We have cheerleaders at the high school where I teach, but they’re sure as hell not like the cheerleaders in Megan Abbott’s compelling YA novel, Dare Me. These girls are vicious.
Addy Hanlon is the narrator of this sordid tale.
There I am, Addy Hanlon, sixteen years old, hair like a long taffy pull and skin tight as a rubber band. I am on the gym floor, my girl Beth beside me, our cherried smiles and spray-tanned legs, ponytails bobbing in sync.
Her ‘girl’ is Beth Cassidy, an acerbic teen who spits out insults like bullets. Beth and Addy have been besties since they were young enough to “hang on the monkey bars, hooking [their] legs round each other.” Now they rule their school, part of a cheer squad that makes boys go weak in the knees and girls run for cover when they swagger down the hall, an impenetrable mass of venom.
Ages fourteen to eighteen, a girl needs something to kill all that time, that endless itchy waiting, every hour, every day for something – anything – to happen.
The social order of things is thrown into disarray, though, when the squad gets a new coach.
The New Coach. Did she look at us that first week and see past the glossed hair and shiny legs, our glittered brow bones and girl bravado? See past all the that to everything beneath, all our miseries, the way we all hated ourselves but much more everyone else? Could she see past all that to something else, something quivering and real, something poised to be transformed, turned out, made? See that she could make us, stick her hands in our glitter-gritted insides and build us into magnificent teen gladiators.

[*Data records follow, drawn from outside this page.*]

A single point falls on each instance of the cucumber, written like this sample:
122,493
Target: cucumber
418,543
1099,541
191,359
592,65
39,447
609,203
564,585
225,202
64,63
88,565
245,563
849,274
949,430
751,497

Colette French is demanding. On the second day she “takes a piece of Emily’s flab in her fingers” and tells her to “fix it.” The girls discover they can’t fluster her, that she is already bored with their nonsense. Then, Coach dismisses Beth as captain, saying that she doesn’t “see any need for a captain.”

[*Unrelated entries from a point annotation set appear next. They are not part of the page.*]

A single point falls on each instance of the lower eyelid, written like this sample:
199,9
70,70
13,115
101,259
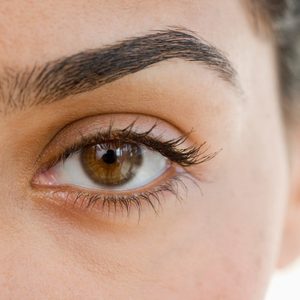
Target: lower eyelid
108,204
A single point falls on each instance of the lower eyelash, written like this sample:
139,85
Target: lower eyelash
124,203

Addy knows Beth’s response, when it comes, will change everything, and it does.
Dare Me is a riveting look at the world of girls on the cusp of adulthood and the woman who allows them a glimpse of what waits for them on the other side. There are no parents here, no sane adults to pull back the reins. Even Coach, who seems dazzling and perfect to the cheerleaders, is soon revealed as damaged and flawed. Addy is particularly taken with Coach and as their relationship morphs into something more intimate, Addy realizes she’s been “waiting forever, my palm raised. Waiting for someone to take my girl body and turn it out.”
I can’t express how terrific this book is. The writing is dazzling; it was like a mouth full of pop-rocks, you know that candy that fizzes in your mouth? Watching Addy try to navigate her sixteenth year, despite the fact that the world of cheer-leading is totally alien to me, was a thing of horrible beauty.